The Plastic Hippo

May 27, 2012

Rare Bird

Filed under: Media,Music,World — theplastichippo @ 10:35 pm

When it comes to cultural icons, they don`t come more iconic than Engelbert Humperdinck. No, not the composer of Hansel und Gretel, but the ageing crooner from Leicester also known as Arnold Dorsey.

For sheer unadulterated kitsch, the Eurovision Song Contest is a peerless example of something being so bad that it is actually rather good. Sadly, the days of Katie Boyle turning up on television once a year are long gone and the rationale of participation has changed from a desire to win the thing to making sure of losing at all costs. The reverse logic is delicious. With Europe falling apart, the performers from Greece, Italy, Spain and Ireland were under strict instructions to fail to stave off the bankruptcy of staging the event that would be visited on any successful nation. Engelbert, however, was supposed to win and was triumphant in coming next to last.

There was something vaguely familiar about the song he was given to sing. Can`t quite put a finger on it. Something about half the world?

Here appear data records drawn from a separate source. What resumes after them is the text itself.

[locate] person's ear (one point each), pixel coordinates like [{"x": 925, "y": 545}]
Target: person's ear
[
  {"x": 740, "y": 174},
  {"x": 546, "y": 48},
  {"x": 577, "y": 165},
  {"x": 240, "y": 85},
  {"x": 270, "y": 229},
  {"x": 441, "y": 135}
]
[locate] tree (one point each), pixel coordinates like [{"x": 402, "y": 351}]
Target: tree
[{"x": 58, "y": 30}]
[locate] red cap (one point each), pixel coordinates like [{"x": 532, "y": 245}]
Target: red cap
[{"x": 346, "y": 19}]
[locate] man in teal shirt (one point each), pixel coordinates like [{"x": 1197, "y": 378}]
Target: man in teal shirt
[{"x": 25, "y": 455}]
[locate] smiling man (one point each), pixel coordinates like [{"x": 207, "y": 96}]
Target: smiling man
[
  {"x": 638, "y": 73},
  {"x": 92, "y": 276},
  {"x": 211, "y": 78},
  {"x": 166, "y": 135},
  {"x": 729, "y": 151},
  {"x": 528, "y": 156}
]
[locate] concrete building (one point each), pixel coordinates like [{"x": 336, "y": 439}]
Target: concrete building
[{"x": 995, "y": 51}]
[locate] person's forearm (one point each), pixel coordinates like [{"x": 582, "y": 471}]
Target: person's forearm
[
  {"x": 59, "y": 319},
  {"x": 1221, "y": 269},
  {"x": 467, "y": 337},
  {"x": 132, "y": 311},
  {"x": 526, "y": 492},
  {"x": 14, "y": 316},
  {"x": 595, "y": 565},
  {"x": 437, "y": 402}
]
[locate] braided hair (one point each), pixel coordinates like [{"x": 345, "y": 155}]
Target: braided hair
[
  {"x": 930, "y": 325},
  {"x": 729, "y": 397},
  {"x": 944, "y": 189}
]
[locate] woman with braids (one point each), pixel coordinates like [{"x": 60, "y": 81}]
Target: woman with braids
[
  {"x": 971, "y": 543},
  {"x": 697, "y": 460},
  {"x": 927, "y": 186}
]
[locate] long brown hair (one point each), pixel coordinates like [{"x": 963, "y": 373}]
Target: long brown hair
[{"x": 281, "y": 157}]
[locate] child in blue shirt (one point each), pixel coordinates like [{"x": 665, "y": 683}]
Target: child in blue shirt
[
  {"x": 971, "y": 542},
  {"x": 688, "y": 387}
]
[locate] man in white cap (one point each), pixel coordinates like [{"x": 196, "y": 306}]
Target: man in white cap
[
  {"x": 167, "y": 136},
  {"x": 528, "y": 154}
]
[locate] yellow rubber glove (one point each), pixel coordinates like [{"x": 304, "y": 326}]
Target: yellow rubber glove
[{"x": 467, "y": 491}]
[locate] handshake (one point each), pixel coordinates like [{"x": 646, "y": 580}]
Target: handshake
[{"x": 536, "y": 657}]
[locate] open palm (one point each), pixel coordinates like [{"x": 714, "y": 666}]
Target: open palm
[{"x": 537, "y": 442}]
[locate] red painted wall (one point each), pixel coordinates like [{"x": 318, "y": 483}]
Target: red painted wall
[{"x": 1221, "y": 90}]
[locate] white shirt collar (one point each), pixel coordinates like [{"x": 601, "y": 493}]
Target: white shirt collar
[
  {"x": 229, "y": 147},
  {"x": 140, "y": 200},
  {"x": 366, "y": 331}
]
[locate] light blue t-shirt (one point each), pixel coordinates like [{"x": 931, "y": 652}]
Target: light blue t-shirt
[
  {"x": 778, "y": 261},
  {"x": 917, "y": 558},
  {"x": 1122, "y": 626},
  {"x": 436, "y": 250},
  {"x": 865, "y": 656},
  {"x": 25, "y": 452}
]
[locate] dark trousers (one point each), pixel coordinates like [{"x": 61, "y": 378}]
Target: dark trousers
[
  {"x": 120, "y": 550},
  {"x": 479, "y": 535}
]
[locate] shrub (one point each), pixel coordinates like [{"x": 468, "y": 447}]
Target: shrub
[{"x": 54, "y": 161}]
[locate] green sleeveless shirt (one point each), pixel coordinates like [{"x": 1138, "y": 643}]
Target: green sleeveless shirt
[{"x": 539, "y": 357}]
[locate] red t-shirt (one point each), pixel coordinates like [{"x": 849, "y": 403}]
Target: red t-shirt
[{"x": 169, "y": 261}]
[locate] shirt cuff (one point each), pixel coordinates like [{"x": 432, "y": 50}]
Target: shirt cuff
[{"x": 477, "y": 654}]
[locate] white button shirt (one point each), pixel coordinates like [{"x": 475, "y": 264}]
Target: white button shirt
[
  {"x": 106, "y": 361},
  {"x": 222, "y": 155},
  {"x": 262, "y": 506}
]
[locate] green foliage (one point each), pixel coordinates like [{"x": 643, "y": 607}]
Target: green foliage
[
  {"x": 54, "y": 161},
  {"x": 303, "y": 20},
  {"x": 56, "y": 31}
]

We should, of course, dismiss the woeful human rights record of Azerbaijan and concentrate on the wonderful architecture and vibrant folklore of Baku. It`s not as if we in the west would ever dream of evicting poor people to make way for a cultural or even sporting event. As the descendents of the enlightenment, we civilised nations should celebrate the exposure of loads of female flesh and the homoerotic spectacle of lots of cute male dancers. Forget, for the moment, that Iran has withdrawn its ambassador in protest at something it describes as un-Islamic, Azerbaijan, you see, has lots of oil.

What the hell was that song? Dah…da…dad…da…No, can`t quite remember it. Not enough something or other?

Love, and, indeed, work can set you free, but it didn`t help Engelbert score more than 12 points when up against the rather bizarre offerings from Albania, a bunch of babooshkas and the crime against nature that is Jedward. Vibrant European nations such as Azerbaijan, Turkey and Israel might favour British manufactured armaments to subdue troublesome populations but this has not translated into votes for the chanteur most famous for Please Release Me. Perhaps a UK triumph at Eurovision could be achieved by allowing Saudi Arabia, Libya, Bahrain, Egypt and our charming chums in Syria to participate. Guns for Eurovision votes is certainly a little less sordid than guns for oil.

Next year, whoever decides on the song to be sung should commission the utterly sublime Gary Barlow and Lord Webber to replicate their anthem to our own, dear Queen. After plundering Rachmaninov and managing to rhyme “clearer” with “hear ya”, we can surely expect to see Prince Harry with his tambourine braving the dry ice and follow spots of Stockholm. That will keep bae systems and Uncle Andrew happy.

Now what was that song that Engelbert sang? Love will set you free? Not enough love will set you free? Love will make you quietly starve? Bingo. Got it.
Perhaps they will be singing this in the streets of Houla and the rest of Syria tonight.